Saturday, April 17, 2010

Blake Shelton, "All About Tonight"

Blake Shelton is riding high right now. He recently enjoyed another number-one hit with "Hillbilly Bone," a duet with Trace Adkins that earned an ACM nomination for Vocal Event of the Year. But now I want to know why he chooses to make a single out of the weakest song we've heard from him in quite some time.

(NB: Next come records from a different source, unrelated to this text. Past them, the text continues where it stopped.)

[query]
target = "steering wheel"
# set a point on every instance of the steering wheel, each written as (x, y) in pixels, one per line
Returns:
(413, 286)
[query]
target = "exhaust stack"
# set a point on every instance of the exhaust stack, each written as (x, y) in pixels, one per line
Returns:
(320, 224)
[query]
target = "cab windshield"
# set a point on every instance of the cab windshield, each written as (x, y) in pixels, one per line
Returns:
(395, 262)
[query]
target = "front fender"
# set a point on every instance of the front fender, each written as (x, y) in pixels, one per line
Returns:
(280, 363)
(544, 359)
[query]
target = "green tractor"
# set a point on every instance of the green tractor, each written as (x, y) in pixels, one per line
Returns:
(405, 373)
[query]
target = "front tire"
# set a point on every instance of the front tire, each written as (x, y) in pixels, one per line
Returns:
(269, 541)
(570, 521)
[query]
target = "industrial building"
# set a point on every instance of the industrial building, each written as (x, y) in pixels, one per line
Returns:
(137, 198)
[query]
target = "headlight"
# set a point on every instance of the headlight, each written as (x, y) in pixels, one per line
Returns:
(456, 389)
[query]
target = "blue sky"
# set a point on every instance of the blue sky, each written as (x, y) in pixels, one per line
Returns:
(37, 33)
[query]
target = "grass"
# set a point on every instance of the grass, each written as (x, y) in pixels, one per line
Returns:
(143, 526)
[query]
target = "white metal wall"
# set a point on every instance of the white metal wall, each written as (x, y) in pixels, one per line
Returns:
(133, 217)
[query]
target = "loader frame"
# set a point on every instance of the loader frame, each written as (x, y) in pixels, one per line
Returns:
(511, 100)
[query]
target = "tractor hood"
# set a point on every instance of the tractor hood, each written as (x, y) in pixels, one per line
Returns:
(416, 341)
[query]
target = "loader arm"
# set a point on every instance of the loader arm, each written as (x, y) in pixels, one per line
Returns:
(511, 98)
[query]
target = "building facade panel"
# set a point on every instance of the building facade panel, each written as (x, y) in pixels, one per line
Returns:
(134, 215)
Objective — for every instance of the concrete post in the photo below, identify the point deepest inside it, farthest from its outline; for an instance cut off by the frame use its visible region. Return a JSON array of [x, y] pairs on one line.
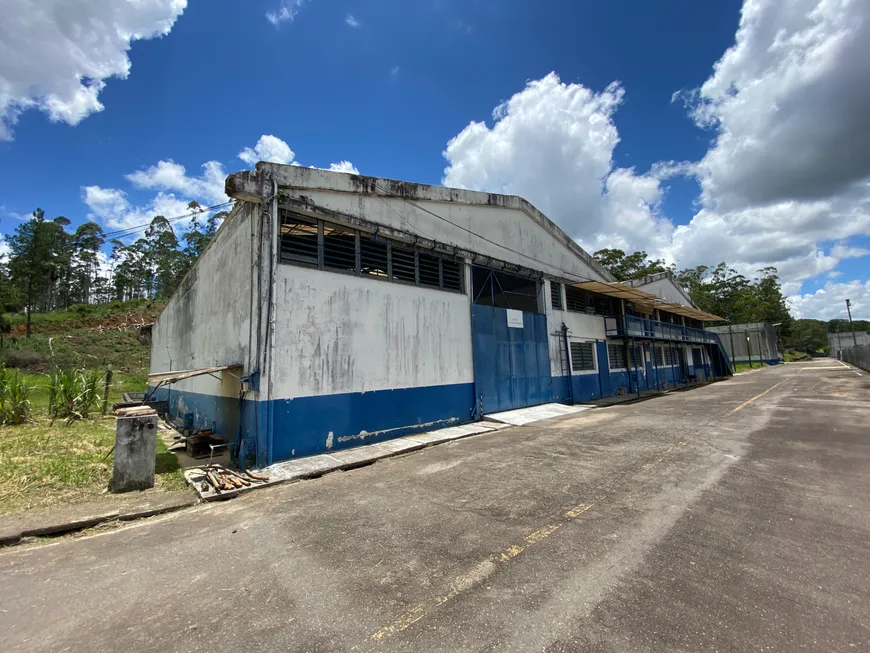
[[135, 453]]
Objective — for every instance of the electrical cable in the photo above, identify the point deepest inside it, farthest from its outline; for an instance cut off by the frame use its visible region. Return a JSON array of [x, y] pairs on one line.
[[132, 230]]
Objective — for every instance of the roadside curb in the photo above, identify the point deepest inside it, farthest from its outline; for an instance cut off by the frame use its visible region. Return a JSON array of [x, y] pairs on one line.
[[61, 527], [311, 467]]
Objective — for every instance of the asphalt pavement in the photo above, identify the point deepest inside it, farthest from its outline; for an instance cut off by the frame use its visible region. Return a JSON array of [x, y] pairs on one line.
[[732, 517]]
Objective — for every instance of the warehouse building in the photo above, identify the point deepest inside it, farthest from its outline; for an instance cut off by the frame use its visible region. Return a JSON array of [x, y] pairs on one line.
[[753, 342], [332, 310]]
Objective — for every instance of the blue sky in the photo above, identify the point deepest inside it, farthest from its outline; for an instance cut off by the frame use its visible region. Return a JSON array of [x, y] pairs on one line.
[[389, 89]]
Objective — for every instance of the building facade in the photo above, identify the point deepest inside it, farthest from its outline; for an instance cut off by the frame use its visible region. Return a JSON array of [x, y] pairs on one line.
[[344, 310], [751, 342]]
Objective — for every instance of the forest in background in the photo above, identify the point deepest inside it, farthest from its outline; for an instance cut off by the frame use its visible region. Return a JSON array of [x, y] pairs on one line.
[[722, 291], [50, 268]]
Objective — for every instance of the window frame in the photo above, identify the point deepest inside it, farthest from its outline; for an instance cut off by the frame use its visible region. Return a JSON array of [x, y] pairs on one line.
[[556, 292], [362, 239], [592, 349], [620, 347]]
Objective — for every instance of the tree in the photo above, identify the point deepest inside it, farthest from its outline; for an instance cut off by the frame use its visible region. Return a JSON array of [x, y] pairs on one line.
[[87, 242], [33, 259], [722, 291], [626, 267]]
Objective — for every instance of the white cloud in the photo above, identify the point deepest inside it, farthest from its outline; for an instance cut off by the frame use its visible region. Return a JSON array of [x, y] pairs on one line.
[[57, 56], [170, 176], [285, 13], [269, 148], [111, 207], [789, 103], [175, 188], [829, 303], [553, 143], [788, 170], [344, 166]]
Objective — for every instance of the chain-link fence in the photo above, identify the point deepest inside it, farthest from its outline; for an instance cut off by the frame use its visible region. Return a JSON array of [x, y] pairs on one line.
[[858, 356]]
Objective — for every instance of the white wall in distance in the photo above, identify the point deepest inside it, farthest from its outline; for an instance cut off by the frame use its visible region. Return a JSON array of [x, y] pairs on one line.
[[207, 321]]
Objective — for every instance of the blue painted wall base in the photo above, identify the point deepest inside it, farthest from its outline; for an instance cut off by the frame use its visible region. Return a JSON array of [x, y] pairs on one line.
[[292, 428]]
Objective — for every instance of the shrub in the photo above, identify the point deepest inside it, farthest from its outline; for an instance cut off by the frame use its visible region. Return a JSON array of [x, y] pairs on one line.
[[73, 394], [24, 359], [14, 397]]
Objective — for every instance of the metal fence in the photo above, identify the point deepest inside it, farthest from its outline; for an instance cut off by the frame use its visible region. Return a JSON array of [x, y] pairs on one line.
[[858, 356]]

"All About Tonight" sounds like a second-rate Montgomery Gentry song. It's about partying, beer-drinking, and shameless flirting, and it even hints at a one-night stand. Gosh darn what happens tomorrow - it's "All About Tonight." I can think of several reasons why those lyrics are an unfortunate misfire. The obvious first reason is that they are utterly pointless. Granted, not every country song needs to be a heart-wrenching ballad. But if an artist is going to appeal to our party-animal side, he can still do so with lyrics that are worthwhile. For example, Alan Jackson's two-stepping hit "Good Time" proves itself superior by describing why the narrator wants to go out and have some fun - he's been working all week, and he's tired. That makes the song more relatable to listeners. An artist can also enrich the lyrics of a party song through witty humor and wordplay, as evidenced in Shania Twain's 1996 smash "Any Man of Mine" as well as the Brooks and Dunn classic "Boot Scootin' Boogie." The lyrics of "All About Tonight" fail on both accounts, merely describing rowdy and wild behavior. The fact that Blake uses the dreaded A-word certainly doesn't help at all.

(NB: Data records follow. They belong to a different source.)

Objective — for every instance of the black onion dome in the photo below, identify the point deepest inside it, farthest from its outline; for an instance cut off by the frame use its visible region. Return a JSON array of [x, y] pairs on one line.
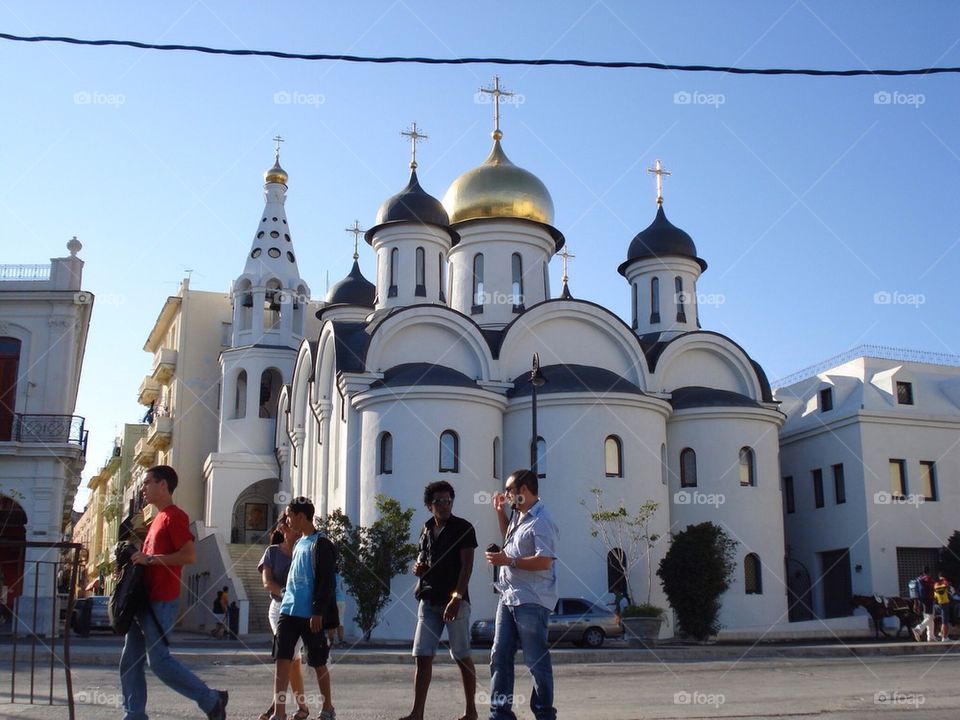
[[412, 204], [661, 239], [354, 289]]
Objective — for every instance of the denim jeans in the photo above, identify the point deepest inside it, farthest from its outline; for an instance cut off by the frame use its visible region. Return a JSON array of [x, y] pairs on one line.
[[143, 645], [526, 626]]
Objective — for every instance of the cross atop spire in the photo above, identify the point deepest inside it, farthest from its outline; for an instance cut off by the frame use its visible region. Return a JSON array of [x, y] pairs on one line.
[[415, 137], [566, 257], [658, 170], [356, 230], [497, 92]]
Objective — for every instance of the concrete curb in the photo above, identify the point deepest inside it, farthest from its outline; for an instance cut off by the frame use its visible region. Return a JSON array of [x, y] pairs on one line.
[[201, 653]]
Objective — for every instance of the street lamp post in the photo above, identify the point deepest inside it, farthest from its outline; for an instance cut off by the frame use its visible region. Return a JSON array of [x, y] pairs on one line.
[[536, 381]]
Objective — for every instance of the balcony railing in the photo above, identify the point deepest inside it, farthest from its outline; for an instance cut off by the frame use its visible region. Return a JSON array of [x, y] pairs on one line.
[[47, 429]]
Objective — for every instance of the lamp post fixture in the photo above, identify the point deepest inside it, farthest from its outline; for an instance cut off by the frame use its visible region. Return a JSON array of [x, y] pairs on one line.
[[536, 381]]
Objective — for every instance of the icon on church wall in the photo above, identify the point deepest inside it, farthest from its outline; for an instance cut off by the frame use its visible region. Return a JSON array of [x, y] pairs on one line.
[[255, 516]]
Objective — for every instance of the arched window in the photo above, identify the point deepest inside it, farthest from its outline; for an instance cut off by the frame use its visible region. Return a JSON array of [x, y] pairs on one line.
[[516, 272], [385, 454], [616, 577], [688, 468], [440, 275], [9, 364], [748, 476], [752, 582], [664, 466], [272, 305], [477, 284], [270, 384], [240, 398], [421, 289], [392, 269], [655, 300], [613, 456], [540, 459], [681, 299], [449, 451]]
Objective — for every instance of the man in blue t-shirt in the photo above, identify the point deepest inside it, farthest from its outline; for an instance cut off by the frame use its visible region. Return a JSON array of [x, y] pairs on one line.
[[308, 605]]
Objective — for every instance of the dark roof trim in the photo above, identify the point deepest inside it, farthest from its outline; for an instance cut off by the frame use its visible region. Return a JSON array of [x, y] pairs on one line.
[[420, 374], [696, 396], [564, 378]]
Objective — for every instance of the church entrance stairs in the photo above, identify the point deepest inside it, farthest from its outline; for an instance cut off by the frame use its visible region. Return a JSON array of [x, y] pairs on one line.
[[244, 559]]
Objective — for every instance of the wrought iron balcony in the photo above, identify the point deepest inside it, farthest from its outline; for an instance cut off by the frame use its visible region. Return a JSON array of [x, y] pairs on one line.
[[45, 429], [164, 365], [149, 391]]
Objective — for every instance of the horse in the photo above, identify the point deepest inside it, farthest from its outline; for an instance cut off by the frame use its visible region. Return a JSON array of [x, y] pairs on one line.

If the lyrics fall flat, the intstrumentation may be the last hope of saving a song. But on this tune, the production does nothing to improve it. Consisting primarily of electic guitar and a prominent drum beat, this song's production sounds like generic and unremarkable country-rock that is tailor-made for radio. Even the melody sounds dull and uninspired - not the kind that will make you want to sing along.

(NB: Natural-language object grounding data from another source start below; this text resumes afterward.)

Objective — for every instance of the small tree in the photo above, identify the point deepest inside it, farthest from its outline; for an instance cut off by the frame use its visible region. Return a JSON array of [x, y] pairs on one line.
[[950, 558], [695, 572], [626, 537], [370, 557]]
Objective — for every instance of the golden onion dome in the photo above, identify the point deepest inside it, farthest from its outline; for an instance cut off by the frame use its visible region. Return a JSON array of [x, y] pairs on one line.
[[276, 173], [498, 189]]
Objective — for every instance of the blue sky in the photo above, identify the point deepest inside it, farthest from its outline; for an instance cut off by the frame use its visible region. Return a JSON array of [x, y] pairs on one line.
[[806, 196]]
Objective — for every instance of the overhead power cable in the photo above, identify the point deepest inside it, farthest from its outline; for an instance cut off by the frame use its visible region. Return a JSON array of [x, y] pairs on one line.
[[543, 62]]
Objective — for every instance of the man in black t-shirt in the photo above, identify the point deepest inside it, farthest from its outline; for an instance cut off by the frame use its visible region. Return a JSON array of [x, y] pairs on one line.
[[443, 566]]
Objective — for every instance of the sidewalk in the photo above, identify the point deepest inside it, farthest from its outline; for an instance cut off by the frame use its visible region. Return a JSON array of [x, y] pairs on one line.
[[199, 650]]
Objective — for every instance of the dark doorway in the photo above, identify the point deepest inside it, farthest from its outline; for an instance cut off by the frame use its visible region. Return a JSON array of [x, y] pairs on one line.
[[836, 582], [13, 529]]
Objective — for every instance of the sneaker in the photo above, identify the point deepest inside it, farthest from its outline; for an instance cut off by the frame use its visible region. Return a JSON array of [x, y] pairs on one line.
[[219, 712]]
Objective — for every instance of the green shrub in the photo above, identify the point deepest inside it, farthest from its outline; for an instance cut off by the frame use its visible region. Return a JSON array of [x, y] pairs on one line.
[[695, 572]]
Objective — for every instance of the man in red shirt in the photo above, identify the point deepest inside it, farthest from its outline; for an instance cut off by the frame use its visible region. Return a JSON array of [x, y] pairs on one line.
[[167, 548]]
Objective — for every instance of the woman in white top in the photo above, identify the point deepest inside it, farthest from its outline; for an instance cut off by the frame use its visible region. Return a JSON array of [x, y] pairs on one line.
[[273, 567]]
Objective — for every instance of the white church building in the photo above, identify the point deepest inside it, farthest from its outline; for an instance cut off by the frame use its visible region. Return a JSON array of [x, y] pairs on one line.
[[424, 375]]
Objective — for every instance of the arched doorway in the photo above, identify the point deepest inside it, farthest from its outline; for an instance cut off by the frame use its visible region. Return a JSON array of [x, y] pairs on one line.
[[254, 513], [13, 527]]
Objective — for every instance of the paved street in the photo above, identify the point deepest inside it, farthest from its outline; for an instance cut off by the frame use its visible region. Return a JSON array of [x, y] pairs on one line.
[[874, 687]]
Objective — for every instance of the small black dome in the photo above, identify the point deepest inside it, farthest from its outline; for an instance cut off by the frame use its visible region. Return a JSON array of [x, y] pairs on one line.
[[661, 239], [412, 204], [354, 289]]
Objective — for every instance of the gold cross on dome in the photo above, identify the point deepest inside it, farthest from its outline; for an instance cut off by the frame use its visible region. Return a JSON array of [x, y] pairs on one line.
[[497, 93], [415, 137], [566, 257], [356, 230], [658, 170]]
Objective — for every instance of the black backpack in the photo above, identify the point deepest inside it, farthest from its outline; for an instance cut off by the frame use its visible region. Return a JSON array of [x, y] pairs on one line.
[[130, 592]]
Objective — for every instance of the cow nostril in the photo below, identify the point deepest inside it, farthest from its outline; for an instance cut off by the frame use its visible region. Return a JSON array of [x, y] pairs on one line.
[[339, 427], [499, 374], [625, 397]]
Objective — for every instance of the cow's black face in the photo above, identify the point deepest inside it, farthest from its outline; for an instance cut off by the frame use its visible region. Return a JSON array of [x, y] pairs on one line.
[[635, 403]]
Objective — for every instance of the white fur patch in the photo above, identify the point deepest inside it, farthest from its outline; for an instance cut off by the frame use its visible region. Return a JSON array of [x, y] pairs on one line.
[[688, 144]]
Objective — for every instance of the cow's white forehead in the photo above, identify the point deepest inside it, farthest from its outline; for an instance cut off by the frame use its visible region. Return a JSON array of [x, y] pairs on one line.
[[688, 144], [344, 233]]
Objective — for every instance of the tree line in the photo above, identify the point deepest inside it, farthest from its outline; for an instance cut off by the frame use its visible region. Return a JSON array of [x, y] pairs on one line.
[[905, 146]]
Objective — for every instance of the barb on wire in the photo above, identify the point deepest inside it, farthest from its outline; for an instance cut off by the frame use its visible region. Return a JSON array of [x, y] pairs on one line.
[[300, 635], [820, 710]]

Instead of giving us something outstandingly good, it seems that Blake is only trying to capitalize on his recent successes, continue his string of hit singles, and further project his bad boy image. It is not surprising that a singer would focus on such goals, but such are not the makings of a true artist. With memorable hits like "Austin," Blake has demonstrated genuine artistry in the past, but "All About Tonight" greatly falls short of his previous standards. If I throw together a country hoedown anytime soon, this is one song that definitely will not make the party playlist.